How do we remove special characters from a string from a particular position in java?

Question

I have a scenario where i have to remove special characters from a string.

Input String : name=/"xyz =bcd .olm --=myname/"

Output String Must be Like: name=/"xyz bcd olm myname/"

I tried something like below and still not able to come up with the exact regex. Can anyone help me to figure out what i have done wrong?

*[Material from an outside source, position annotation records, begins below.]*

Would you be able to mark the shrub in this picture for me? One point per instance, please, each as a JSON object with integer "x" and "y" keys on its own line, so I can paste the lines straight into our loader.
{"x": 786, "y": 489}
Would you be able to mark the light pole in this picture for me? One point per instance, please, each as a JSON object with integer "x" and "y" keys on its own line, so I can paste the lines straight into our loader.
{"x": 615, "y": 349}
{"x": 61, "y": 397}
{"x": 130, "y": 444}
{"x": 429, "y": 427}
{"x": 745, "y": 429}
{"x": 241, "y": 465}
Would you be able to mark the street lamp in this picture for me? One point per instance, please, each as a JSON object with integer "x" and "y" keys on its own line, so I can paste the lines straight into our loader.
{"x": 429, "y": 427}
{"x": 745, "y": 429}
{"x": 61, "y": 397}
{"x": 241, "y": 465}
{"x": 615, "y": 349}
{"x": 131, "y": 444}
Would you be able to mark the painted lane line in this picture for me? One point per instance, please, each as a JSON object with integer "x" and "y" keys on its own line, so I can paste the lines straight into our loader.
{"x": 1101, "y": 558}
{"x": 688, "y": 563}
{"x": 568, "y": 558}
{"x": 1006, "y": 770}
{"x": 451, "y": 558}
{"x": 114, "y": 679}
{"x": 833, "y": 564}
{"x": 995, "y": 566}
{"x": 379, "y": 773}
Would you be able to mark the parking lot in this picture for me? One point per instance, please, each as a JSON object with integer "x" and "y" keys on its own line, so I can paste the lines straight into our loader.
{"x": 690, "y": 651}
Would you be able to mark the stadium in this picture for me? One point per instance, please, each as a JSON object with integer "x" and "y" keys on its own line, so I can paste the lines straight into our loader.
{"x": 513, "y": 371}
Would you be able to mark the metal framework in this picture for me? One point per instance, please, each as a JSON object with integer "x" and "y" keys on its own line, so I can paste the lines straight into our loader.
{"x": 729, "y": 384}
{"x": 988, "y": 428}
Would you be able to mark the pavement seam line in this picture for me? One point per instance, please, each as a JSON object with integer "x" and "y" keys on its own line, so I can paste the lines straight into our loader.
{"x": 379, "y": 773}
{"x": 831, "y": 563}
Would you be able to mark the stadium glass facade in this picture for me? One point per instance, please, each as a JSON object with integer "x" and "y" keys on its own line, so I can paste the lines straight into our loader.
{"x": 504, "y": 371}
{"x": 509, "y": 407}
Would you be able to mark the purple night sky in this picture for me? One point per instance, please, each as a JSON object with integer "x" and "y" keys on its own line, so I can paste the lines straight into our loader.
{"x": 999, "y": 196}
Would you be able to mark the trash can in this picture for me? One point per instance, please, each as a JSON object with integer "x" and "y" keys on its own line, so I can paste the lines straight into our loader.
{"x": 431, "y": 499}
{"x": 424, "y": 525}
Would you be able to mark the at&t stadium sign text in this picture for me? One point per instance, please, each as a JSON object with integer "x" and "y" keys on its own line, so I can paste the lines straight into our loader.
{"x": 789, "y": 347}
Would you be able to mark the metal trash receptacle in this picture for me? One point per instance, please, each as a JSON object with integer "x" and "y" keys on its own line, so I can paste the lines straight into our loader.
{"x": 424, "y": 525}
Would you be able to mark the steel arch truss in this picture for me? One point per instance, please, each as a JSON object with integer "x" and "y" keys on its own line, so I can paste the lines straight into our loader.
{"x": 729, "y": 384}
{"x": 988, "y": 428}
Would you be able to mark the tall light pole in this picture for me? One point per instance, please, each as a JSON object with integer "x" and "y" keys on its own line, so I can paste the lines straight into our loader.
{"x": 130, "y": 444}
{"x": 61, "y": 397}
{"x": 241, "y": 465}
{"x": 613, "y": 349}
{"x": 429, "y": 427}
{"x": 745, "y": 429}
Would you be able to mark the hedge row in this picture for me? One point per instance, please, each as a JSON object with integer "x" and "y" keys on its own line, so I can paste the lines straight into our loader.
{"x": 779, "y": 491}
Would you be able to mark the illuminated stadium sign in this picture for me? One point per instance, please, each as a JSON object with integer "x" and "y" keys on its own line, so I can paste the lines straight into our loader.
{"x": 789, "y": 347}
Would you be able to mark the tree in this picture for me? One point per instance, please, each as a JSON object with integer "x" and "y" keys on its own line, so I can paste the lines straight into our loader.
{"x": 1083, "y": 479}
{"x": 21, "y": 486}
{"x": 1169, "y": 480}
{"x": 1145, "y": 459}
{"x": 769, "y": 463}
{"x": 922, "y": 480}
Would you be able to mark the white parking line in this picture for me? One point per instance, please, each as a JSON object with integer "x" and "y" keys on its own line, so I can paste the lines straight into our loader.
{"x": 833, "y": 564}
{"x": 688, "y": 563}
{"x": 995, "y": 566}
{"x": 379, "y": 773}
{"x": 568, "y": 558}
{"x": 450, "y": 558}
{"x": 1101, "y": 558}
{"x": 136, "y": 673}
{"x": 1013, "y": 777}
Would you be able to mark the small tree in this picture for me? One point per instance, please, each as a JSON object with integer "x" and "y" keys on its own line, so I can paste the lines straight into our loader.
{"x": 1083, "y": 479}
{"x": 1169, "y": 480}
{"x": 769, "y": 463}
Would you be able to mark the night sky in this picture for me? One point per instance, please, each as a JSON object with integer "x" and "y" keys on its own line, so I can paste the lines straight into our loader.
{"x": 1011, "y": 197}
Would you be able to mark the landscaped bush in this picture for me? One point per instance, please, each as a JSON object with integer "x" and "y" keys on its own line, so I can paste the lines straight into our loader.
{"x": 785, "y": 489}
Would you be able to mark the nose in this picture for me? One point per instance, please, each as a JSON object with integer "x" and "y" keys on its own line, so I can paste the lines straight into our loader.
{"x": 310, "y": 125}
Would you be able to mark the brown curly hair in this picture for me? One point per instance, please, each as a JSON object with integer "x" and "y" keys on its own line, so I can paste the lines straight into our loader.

    String inputString = "name=\"xyz =bcd .olm --=myname\"";
    String regex = "(?<=name=\")[^<]*(?<!/)(\\w+)(?=[^>]*>)";
    String outputString = inputString.replaceAll(regex, "$1");

    System.out.println(outputString);

Answer 1

For the replacement. You need to first get the content value of name field. Then you can remove special characters from the string.

Example code block:

    String line = "name=\"xyz =bcd .olm --=myname\"";
    Pattern pattern = Pattern.compile("name=\"(.*)\"");
    Matcher matcher = pattern.matcher(line);
    if (matcher.find()) {
        String nameString = matcher.group(1);
        String newNameString = nameString.replaceAll("[^A-Za-z0-9 ]", "");
        String result = line.replace(nameString, newNameString);
        System.out.println(result);
    }

Result prints as name="xyz bcd olm myname"

Answer 2

You can use

inputString.replaceAll("(\\G(?!^)|name=\")([^\"\\p{Punct}]*)\\p{Punct}(?=[^\"]*\")", "$1$2")

See the regex demo

The regex matches

• (\G(?!^)|name=\") - Group 1: name=" or the end of the preceding successful match
• ([^\"\p{Punct}]*) - Group 2: any zero or more chars other than " and punctuation chars
• \p{Punct} - any punctuation chars
• (?=[^\"]*\") - immediately from the current position to the right, there must be any zero or more chars other than " and then a " char.